WASHINGTON, June 19 (UPI) -- Iran's supreme leader risks appearing weak if he bows to public pressure over the disputed elections, but his resolve may have dire consequences, analysts say.
Iranian President Mahmoud Ahmadinejad claimed victory over his closest rival, former Prime Minister Mir Hossein Mousavi, in a contested June 12 election. Mousavi's supporters took to the streets of Iran in protest of the outcome, saying the voting process amounted to a selection, not an election.
"Political, economic, and social malaise had been brewing for many years and this 'selection' was for many people the last straw," Iran scholar Karim Sadjadpour said in an interview with the Council on Foreign Relations.
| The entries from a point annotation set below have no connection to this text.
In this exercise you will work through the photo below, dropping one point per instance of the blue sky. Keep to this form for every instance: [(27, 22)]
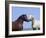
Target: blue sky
[(17, 11)]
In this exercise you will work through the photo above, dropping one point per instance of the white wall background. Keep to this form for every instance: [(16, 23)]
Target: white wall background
[(2, 19)]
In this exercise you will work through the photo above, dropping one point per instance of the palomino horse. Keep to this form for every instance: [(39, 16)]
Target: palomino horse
[(18, 24)]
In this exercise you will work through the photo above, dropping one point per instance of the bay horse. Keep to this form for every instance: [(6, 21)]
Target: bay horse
[(17, 25)]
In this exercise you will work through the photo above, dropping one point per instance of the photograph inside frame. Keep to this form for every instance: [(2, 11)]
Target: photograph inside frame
[(24, 17)]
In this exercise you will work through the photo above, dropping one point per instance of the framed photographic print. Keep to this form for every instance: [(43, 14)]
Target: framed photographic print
[(24, 18)]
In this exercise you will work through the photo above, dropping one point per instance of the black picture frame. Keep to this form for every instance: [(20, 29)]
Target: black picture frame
[(7, 18)]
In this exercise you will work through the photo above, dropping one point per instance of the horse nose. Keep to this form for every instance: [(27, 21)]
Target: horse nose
[(29, 17)]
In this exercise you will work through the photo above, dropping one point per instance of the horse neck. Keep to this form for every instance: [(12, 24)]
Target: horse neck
[(19, 20)]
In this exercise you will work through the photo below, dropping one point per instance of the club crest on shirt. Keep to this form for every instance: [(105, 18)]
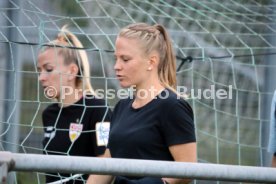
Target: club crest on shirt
[(102, 133), (75, 131)]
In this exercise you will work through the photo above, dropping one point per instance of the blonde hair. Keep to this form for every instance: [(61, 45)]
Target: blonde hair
[(69, 46), (155, 38)]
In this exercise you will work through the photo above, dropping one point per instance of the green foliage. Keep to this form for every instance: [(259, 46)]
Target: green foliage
[(72, 9)]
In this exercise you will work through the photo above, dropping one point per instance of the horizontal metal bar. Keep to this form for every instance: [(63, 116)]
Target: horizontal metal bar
[(134, 167)]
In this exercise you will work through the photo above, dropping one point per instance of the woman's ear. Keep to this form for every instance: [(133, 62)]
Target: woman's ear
[(153, 61), (73, 71)]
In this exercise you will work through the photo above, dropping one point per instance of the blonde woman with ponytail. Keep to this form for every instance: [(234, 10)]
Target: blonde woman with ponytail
[(70, 122), (156, 124)]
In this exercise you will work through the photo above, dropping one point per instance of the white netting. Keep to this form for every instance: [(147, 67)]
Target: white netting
[(232, 43)]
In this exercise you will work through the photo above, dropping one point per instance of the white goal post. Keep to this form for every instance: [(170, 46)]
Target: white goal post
[(134, 167)]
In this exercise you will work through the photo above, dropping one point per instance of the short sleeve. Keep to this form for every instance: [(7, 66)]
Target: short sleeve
[(178, 124)]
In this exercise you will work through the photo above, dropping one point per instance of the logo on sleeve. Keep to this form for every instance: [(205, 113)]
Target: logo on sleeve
[(102, 133), (50, 132), (75, 131)]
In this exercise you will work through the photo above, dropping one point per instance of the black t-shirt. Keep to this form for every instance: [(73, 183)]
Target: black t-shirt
[(147, 132), (71, 130)]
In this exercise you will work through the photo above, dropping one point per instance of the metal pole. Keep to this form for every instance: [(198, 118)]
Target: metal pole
[(113, 166), (13, 84), (270, 86)]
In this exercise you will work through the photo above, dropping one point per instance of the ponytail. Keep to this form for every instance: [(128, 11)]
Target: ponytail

In an unprecedented delivery of the Friday sermon at Tehran University on Friday, Khamenei expressed tacit support for Ahmadinejad while at the same time conceding to an examination of the allegations of fraud.
This, says Sadjadpour, is "classic Khamenei," who can neither risk being labeled an appeaser nor risk upsetting popular support for the principles of the Islamic Revolution.
With talks of another revolution looming in Iran, Sadjadpour, an analyst at the Carnegie Endowment for International Peace, says that assessment may be premature, however.
"People don't have the same naive, utopian dreams that they had in 1979," he said. "They want a system that is representative of the people."